Но других не было. До сих пор.

— Зачем вы рассказали ему? — спросил Сэм Флеминг.

— Не знаю, — вздохнула Урсула. Она поведала Сэму и об этом, и о многом другом. — Вернее, тогда не знала. Это не было местью, попыткой причинить ему боль. Потом, пытаясь разобраться, я подумала, что рассказала в надежде на развод. Понимаете, сама я не решалась уйти, не могла забрать детей и покинуть этот дом, но подсознательно мне хотелось, чтобы Джеральд бросил меня или вынудил уйти. Чтобы он сделал это за меня.

— Но он этого не сделал.

— Ему было все равно. В каком-то смысле, я была ему необходима, но не так, как нужна мужчине женщина. Он стал известным, давал интервью газетам, о нем печатали статьи в воскресных приложениях. Для его имиджа как нельзя лучше подходил стабильный брак, ничем не омраченная семейная жизнь. Его детям полагалась мать (вероятно, ему и в голову не приходило, что они могут остаться без отца), пусть даже они не испытывали к ней никаких чувств. Она должна жить в доме, чтобы у девочек были папа и мама, как у всех одноклассниц. Теперь многое изменилось, но тогда большинство детей жили с обоими родителями.

— Примерно в то время он написал «Гамадриаду».
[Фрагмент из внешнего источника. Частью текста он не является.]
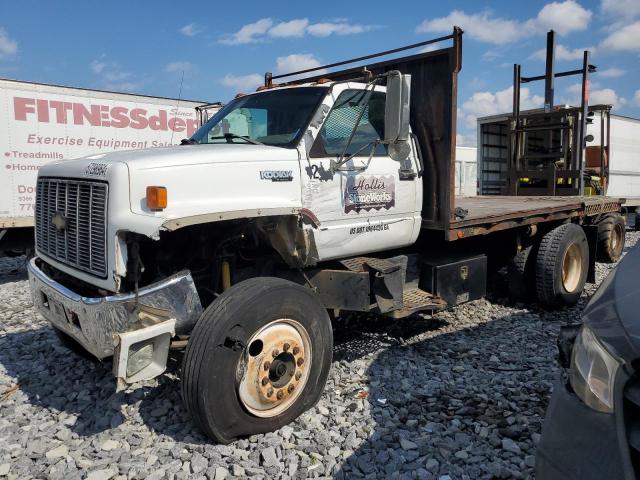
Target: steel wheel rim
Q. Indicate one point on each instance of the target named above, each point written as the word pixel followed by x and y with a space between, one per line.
pixel 274 368
pixel 572 268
— Девушка в этой книге — сплав Сары и Хоуп. Она, конечно, старше их обеих и несколько идеализирована. Мне, по крайней мере, дриада кажется идеализированной, но, вероятно, ему девочки виделись именно такими.

— Гамадриада умирает, если срубить ее дерево, — произнес Сэм. — Это означало, что дочери не смогут обойтись без него, без его поддержки?

— Бог его знает, что он имел в виду. Иногда я не понимала, где кончается реальность и начинается символика. С другой стороны, гамадриада похожа на змею. Что-то я разговорилась. Я уже много лет столько не говорила.

— Говорите сколько угодно, — попросил Сэм. — Мне нравится. Я люблю слушать.

Урсула улыбнулась в ответ. С вечера воскресенья, когда Урсула остановилась в той же гостинице, что и в прошлый раз, а Сэм уже поджидал ее в холле, они почти не расставались. Из Девона Сара довезла ее в Лондон без приключений, несущественный разговор прерывался частыми паузами, пока на западной окраине Лондона Сара не спросила, где живет мамин друг.

Когда женщина упоминает своих «друзей», все почему-то считают, что речь идет о других женщинах, подумала Урсула. Ей казалось, что для нового поколения эти правила уже не действуют, но нет.

— Если твоя подруга живет на этом краю Лондона, я могу подвезти тебя к ней, — предложила Сара.

— К нему, — уточнила Урсула.

— Что?

— Это друг, а не подруга. Он живет в Блумсбери, а я — в гостинице. Ты же не поедешь на восток, так что высади меня по дороге, и я возьму такси.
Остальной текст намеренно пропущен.